Page MenuHomePhabricator

Create SQL database and Tables for Cognate extension to be used on Wiktionaries
Closed, ResolvedPublic

Description

The Cognate extension requires an additional database to be created with tables that will be shared between all wiktionaries.
The extension is already running on beta, a database named cognate_wiktionary has been created on the extension1 cluster.
I imagine it would make sense to carry this over into production (as long as the DBA team approve)
The extension is scheduled for deployment on the 24th April (see parent ticket).

Thus:

1 Database must be created on the decided cluster named 'cognate_wiktionary'
3 Tables must be created, SQL can be found @ https://phabricator.wikimedia.org/diffusion/1890/browse/master/db/

Related Objects

Event Timeline

Addshore created this task.
Addshore updated the task description. (Show Details)

As per T148988#2742029 I assume this is all public info and no further filtering is required when replicating to labs.
Most of the *wiktionary databases currently live in s3 so I would assume we need to create the new database and the 3 tables there too?

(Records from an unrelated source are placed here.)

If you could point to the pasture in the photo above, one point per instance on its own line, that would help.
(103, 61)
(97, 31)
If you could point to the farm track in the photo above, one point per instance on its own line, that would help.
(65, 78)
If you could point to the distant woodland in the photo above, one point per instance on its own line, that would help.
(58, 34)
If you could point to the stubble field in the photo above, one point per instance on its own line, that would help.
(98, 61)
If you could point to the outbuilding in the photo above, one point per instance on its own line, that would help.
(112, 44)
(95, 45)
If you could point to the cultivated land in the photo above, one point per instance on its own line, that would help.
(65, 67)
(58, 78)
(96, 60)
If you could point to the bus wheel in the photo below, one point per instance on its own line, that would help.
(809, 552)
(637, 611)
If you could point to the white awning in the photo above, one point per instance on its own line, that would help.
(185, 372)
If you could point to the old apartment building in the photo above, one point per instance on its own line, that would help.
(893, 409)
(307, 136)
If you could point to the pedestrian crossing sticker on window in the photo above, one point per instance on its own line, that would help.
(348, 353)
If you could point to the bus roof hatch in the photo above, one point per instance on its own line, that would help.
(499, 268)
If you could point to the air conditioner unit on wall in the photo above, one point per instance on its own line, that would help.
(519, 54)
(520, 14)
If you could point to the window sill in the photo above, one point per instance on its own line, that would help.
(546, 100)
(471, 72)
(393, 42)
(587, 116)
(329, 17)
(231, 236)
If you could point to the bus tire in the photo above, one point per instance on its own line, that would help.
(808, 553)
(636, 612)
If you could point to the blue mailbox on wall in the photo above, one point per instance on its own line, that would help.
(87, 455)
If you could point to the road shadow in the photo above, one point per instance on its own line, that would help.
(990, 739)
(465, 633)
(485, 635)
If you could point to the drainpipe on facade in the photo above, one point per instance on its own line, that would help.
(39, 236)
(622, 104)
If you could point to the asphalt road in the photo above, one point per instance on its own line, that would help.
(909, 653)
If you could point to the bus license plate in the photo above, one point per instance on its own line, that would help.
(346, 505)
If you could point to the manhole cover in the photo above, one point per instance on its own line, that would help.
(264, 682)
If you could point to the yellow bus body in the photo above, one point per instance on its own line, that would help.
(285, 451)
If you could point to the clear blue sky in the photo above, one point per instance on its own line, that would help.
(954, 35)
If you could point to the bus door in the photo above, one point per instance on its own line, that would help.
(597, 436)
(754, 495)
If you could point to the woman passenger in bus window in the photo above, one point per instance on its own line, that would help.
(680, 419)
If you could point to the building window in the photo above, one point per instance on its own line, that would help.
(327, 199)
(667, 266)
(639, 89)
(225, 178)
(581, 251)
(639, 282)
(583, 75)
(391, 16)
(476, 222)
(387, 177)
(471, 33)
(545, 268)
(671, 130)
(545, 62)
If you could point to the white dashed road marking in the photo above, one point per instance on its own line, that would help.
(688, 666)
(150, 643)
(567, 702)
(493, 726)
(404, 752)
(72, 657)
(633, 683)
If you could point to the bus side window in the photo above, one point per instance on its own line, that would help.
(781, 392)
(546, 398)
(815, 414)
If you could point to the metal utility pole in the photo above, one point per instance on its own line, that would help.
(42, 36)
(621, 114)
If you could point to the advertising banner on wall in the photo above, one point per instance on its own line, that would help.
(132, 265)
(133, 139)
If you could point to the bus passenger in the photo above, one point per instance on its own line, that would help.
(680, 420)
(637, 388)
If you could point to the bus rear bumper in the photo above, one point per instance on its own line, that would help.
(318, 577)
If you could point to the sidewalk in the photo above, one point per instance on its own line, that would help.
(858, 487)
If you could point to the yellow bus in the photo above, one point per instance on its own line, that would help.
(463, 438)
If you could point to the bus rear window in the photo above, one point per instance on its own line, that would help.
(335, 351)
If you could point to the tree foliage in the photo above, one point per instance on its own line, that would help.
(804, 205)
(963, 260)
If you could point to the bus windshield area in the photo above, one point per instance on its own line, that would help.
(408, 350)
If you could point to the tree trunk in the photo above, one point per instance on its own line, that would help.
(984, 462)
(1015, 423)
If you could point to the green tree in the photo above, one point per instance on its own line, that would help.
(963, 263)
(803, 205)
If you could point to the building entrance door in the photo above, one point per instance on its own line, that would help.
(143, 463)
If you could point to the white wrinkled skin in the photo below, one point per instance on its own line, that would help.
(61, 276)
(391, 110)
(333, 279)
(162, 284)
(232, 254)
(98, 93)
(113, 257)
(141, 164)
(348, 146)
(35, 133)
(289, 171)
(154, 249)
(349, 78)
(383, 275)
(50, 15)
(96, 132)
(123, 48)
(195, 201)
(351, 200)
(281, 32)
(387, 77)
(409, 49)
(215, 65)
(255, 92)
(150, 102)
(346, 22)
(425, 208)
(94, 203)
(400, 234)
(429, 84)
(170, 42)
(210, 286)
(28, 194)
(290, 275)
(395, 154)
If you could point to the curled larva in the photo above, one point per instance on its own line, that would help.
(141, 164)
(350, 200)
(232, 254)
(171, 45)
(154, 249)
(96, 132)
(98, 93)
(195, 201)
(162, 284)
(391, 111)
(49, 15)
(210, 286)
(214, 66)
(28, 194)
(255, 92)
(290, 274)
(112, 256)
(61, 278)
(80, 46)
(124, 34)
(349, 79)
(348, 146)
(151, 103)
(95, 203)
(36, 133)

As per T148988#2742029 I assume this is all public info and no further filtering is required when replicating to labs.

Indeed, everything in these tables is public information and can be replicated to labs, no filtering required.

Most of the *wiktionary databases currently live in s3 so I would assume we need to create the new database and the 3 tables there too?

Well, the database can live anywhere / on any 'cluster' configured on mediawiki and the extension will work just fine.
If you feel that s3 is the best place for it then we can put it there!

So that we are not a blocker- creation of tables in production, specially if we have already given the OK to the plans, is not considered a schema change, so anyone with production rights can do it- you just need to mark it on the deployments calendar. With this we (DBAs) are not saying we do not want to do it, but you will have to wait for us to have a free slot, while many other people with development production rights may be able to do it better and earlier.

@Marostegui This is going to x1 as it is a shared thing between wikis- we may need to check replication filters.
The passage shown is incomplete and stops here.